CHP İzmir Milletvekili Çıray, FETÖ’nün siyasi ayağıyla ilgili lgi inç saptamalar yaptı. Bakan Kaynak’ın bakan yardımcılığı döneminde atanan tüm hâkim ve savcıların tutuklandığını iddia etti.
CHP İzmir Milletvekili Çıray, FETÖ’nün siyasi ayağıyla ilgili lgi inç saptamalar yaptı. Bakan Kaynak’ın bakan yardımcılığı döneminde atanan tüm hâkim ve savcıların tutuklandığını iddia etti.
Cumhuriyet'ten Miyase İlknur'un CHP'li Aytun Çıray'la yaptığı söyleşi şöyle:
-Yandaş medyaya boykot uygulamanız nedeniyle ekonomiyi yıkmakla suçlandınız ama bu konuda pek başarılı olamadınız galiba.
Bir tweet’le Türkiye’yi kuru fasulye ithal eder hale getirdim yani! (Gülüşmeler). Şaka bir yana paranoid hezeyanlar bunlar.

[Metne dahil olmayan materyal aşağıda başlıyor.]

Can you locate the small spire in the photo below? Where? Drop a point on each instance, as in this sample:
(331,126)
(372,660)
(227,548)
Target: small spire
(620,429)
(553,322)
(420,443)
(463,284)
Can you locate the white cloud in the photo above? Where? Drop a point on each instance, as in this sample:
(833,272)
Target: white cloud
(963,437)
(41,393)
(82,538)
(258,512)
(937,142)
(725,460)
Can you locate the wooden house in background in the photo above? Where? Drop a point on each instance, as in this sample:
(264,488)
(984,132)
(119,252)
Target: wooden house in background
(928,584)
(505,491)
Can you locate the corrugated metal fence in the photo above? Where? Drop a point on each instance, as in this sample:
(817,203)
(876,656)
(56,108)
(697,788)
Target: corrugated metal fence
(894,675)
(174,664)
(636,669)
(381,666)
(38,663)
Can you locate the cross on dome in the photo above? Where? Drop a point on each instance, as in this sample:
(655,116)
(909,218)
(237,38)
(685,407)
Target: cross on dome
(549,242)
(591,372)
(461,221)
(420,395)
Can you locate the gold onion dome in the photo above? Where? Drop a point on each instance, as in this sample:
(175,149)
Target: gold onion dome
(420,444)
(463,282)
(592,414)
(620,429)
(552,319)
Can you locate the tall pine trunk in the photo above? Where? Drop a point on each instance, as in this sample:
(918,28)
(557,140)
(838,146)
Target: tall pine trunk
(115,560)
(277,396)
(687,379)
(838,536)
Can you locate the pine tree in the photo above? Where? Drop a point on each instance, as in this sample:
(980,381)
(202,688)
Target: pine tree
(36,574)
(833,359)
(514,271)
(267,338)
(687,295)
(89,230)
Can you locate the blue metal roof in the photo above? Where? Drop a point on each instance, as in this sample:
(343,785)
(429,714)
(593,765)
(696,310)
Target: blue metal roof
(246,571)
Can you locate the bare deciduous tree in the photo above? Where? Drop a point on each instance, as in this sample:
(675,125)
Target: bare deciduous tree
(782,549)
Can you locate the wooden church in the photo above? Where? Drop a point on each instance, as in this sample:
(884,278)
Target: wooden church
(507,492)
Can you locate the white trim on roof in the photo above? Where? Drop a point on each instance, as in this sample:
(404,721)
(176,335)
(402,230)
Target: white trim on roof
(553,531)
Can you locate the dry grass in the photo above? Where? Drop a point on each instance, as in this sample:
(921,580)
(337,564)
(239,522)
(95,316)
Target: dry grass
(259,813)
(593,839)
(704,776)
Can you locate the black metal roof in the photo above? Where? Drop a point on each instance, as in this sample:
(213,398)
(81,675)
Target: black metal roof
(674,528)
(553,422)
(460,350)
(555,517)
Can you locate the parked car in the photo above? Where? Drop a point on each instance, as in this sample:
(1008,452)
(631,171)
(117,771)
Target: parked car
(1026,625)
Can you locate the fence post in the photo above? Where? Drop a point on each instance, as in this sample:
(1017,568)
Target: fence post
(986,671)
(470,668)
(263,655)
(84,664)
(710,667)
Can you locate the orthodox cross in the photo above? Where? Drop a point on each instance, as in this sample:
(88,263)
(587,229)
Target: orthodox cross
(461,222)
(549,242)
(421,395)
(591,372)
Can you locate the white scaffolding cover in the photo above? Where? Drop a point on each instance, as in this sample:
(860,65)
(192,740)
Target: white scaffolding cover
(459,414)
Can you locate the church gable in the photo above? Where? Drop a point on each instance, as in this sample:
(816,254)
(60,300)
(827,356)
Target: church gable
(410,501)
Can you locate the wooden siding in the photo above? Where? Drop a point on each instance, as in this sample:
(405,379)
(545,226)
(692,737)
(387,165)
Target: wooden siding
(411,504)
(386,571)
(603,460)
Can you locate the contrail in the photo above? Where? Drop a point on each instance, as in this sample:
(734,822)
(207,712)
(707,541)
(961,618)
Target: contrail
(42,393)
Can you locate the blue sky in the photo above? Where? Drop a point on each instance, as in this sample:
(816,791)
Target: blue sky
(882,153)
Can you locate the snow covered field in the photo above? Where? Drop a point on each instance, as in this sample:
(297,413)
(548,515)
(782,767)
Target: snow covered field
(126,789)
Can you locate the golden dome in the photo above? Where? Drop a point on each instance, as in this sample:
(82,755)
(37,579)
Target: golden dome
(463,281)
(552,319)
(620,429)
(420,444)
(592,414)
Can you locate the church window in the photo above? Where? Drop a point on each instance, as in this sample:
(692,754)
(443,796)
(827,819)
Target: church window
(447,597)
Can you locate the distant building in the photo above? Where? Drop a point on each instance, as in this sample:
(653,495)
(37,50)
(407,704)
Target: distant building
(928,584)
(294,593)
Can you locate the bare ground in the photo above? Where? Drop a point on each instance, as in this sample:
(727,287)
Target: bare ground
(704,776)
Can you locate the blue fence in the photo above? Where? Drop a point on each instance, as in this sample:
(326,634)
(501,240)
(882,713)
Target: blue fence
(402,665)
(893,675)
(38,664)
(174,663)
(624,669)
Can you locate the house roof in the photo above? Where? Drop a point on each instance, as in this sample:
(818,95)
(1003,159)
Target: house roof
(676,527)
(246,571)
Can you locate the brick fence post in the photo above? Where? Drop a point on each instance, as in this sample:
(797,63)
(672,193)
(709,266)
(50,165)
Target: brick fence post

Orada boykot kelimesi bile yok. Türkiye’nin dış ve iç borç rekoru kırıyor olması, işsizliğin yüzde 12’leri geçmesi, THY’nin 6 milyar zarara sokulması, kalan tüm mal varlıklarımızın Varlık Fon’u adı altında rehine verilmeye çalışılması ve kapitülasyonlarda bile olmayan araç garantili yollar, hasta garantili hastaneler tweet’imden önce olup bitmişti de üstüme kalmadı.
‘AKP için hezimet’
-Referandum öncesinde ‘Mühürsüz pusulalar’la ilgili uyarınız doğru çıktı ama önlenemedi...
Biz seçimlerin ve referandumların giderek kasıtlı olarak bozulan koşullarda yapıldığını gözlemliyorduk. Halkımız kahvehanelerde ‘bunlar sandıklarla oynuyor kardeşim; sandığı korumak lazım’ diyorlardı. Ancak bu referandumda bu sözler ete kemiğe büründü. 16 Nisan’da referandumun meşruiyetinin ortadan kalktığını söyleyecek somut kanıtlara sahip olduk. AKP zihniyetinin sağlıklı, seçim yapmayacağını ‘evet’ diyen vatandaşlarımız da gördüler. Bu nedenle 16 Nisan AKP zihniyeti için örtülü bir hezimetten başka bir şey değildir. Sayın Cumhurbaşkanı, “Oyunu 1-0 da kazansanız 5-0 kazansanız da üç puanı alırsınız” dedi ama bununla gurur duymamalı. Çünkü milletimiz oyunun sözde 1-0’lık sonucunun aslında bir hakem hilesi olduğunu biliyor. Bundan ötürü AGİT de oyların yeniden sayılmasını istiyor. Sayamayacaklar! Nedenini dünya âlem biliyor. O halde hak aramaya devam edip 2019 seçimleri için şimdiden çok geniş tabanlı bir seçim güvenliği hareketi ve hukuku yaratalım.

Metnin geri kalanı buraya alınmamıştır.